もはやタイトルを考えるのすら面倒くさくなったのか、単刀直入「ループ」ってタイトルのループもの。
映画配給会社の担当が仕事するフリをするためなのか、副題として「時に囚われた男」というのが、申し訳なさげに付いている。
「でも、ループ映画って、基本的に、時に囚われてますよね?」
と、もう一人の俺が耳元で囁く。
「その副題、『頭痛が痛い』『食事を食べる』みたいな感じで、表現としてオカシイですよ。ついでに、『月に囚われた男』と、ちょっと被ってますよね」
うーん、確かに、と考えていると、さらに別の俺が割り込んでくる。
「マーケティング予算を与えられなかった映画配給会社が、『ルーパー』とか『月に囚われた男』と間違えてくれるように、涙ぐましい努力で考えたんやろ」
なぜ大阪弁なのかは不明だが、言ってる意味はわかる。
「こんなの、感想書いても、マニアしか興味ないわよ!」
と、女装した俺が「ニャー」となく猫を撫でながら指摘する。
「ワシも若い頃は、お前のように『ループ警察』として、ルールの明確でないループ映画は許せなかったものじゃが、お主も成長したのう」
……なんか書いてて良く分からなくなったのだが、この俺の下手な文章で、この映画の世界観を表現してみたんだけど、伝わっただろうか。
ドラックの運び屋をしているアダムは、妊娠した恋人アンナと共に、ボス・デジューを裏切って雲隠れを企てる。だが、突然、一人で姿を消したアンナを追い、街でようやく彼女を捕まえると「あなたは死んだはずでは?」と奇妙な話をされ、その直後、彼女は車に轢かれてしまう。その後、アンナが手に持ったビデオテープを持って自室へと戻ったアダムは、その映像に、自分が自室でデジューに射殺されるシーンを発見する……という内容。
このループもののミソは、同じ世界線に、自分が複数、登場してくるというところ。カイリー・ミノーグの「Come Into My World」のコンセプトが映画になった感じ。自分が自分の行動に干渉することで、物語は進んでいく。
これ以上書くとネタバレになるので、内容の紹介はココまで。
ループ世界のルール自体は分かりづらいんだけど、主人公の取った選択肢や、終わり方の余韻の残り方も含めて、ループ映画好きとしては、とっても楽しめた。
ちなみにこれ、ハンガリーの映画。ハンガリーの映画というと、救いようのない真っ暗な展開の「サウルの息子」くらいしか観たことなかったけど、こんなエンタメ作品もあるんだなー、と感心。

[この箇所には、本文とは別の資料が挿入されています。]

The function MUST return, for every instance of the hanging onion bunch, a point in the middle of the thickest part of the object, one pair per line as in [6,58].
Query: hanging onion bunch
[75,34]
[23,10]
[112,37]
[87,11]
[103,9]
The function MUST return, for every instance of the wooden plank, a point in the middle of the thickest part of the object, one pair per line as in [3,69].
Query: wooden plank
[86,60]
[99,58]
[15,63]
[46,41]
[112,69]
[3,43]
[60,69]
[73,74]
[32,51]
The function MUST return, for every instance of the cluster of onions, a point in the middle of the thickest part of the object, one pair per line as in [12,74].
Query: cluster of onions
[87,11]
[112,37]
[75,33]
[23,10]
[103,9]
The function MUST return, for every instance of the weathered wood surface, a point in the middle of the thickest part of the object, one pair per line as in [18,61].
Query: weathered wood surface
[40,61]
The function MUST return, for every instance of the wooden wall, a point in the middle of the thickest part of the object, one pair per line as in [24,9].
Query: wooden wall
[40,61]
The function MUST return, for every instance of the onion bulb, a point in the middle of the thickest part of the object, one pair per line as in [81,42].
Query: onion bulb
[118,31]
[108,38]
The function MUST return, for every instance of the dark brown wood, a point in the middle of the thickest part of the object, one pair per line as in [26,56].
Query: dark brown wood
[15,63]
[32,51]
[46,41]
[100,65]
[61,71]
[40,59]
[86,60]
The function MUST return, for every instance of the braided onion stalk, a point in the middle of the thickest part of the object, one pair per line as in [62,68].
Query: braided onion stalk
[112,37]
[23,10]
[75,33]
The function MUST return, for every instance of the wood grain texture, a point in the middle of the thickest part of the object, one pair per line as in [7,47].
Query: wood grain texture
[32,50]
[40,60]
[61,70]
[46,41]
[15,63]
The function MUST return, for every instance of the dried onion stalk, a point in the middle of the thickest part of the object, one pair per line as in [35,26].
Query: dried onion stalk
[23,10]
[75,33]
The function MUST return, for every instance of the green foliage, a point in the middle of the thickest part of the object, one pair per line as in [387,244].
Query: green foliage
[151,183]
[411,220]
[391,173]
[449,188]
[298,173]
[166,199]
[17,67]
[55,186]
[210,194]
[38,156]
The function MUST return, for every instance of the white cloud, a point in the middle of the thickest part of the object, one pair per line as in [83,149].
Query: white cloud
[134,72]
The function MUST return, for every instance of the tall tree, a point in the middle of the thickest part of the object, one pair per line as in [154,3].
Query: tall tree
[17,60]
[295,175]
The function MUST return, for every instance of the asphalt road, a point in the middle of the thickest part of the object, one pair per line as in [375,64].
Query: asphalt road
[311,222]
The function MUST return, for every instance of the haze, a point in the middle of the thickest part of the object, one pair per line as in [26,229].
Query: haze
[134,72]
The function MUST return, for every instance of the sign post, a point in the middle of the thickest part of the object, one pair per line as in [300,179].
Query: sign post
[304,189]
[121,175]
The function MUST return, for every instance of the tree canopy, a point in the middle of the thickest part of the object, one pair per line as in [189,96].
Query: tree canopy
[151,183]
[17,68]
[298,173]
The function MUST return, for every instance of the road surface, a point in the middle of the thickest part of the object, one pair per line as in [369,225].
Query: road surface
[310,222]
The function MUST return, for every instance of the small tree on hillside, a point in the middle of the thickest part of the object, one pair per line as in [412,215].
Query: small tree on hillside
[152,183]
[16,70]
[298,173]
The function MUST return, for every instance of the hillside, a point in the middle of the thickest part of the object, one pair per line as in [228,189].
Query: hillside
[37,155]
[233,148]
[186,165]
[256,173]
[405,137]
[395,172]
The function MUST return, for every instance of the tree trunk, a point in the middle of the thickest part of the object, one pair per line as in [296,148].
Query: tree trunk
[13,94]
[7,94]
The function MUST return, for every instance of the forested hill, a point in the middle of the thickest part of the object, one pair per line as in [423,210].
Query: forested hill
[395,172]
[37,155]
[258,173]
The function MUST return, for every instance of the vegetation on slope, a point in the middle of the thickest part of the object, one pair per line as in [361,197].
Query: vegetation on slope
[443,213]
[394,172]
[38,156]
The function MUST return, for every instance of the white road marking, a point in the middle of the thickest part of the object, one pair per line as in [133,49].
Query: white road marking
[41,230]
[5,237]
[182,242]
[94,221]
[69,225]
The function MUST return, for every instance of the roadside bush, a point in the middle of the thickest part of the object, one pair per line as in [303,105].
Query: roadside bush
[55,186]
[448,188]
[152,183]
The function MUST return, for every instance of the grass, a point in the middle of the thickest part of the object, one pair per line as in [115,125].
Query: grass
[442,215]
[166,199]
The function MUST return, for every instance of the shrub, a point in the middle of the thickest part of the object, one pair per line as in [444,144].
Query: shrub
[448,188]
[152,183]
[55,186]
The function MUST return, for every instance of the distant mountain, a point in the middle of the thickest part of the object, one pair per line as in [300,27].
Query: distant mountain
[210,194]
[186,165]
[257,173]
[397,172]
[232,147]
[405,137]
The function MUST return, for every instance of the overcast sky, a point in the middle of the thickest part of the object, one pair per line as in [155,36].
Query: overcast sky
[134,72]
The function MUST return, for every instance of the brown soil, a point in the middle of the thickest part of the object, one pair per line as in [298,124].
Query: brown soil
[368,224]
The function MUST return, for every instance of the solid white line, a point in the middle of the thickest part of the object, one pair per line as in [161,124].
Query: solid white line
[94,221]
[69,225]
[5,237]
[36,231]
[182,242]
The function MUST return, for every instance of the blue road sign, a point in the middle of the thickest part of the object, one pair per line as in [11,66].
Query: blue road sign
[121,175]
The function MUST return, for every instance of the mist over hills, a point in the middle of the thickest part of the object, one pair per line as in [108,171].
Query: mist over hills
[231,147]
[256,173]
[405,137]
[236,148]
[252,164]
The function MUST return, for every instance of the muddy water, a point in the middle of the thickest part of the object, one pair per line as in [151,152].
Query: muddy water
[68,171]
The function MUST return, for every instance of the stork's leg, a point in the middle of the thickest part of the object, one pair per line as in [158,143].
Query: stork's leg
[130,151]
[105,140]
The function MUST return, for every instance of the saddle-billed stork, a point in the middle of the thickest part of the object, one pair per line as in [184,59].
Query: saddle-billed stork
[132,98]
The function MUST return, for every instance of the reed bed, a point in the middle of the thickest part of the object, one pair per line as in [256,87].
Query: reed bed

全編ブダペストでロケしてあって、旧東欧地域ならではの美しい街並みを楽しめる。ただ、「こんな美しい街やで」と、ドヤりたいのか知らないが、やたらめったらドローン撮影を多用してる。
もはや全編ドローン撮影にしてもいいんじゃないかってくらい、要所要所でドローン撮影が出てくるので、2回め鑑賞するなら、ドローン撮影に注目するのも良いかも。
全く映画と関係なく、ブダベストの風景を観てて思い出したんだけど、俺、ブダペストにあるセーチェニ温泉ってサウナに行ったことがある。
ここ、屋外プールが気持ちよくて、オッサンたちがチェスとかしてんだけど、屋内サウナが凄かった。これまで体験したことのない高温。灼熱地獄。入った瞬間「アツゥイ!」って変な声が出て飛び出してしまったサウナは、あとにも先にもココだけ。さすがの地元民も、誰一人、中に入ってなかった。……あれ、何のためにあるんだろう。もしこれを読んでる人で、ブダペスト行く機会あれば体験してみてください。
それにしても、「ループ映画」とか「ゾンビ映画」とか、最近、量産されすぎて、タイトルすら枯渇してんのかね。かといって「残酷で異常」みたいなタイトルにすると叩かれるし。
もうこうなったら、全部あわせて「ループ・オブ・ザ・デッド」ってタイトルで、究極のジャンル映画つくって欲しい。
副題も、ありがちな奴を寄せ集めて「事故物件が見えたら、終わり」とか、そんな感じで。
ポスターのアオリに「全米が泣いた!」って載せて、サメでも書いとけば、filmarksの一部ユーザー(俺)くらい、釣れるんじゃないかなー。
「くだらないこと書いてないで、そろそろ仕事でも見つけてこいや!」
と、現在の俺は、怒り狂った未来の俺に首を絞められて死亡したので、この感想はここでオシマイです!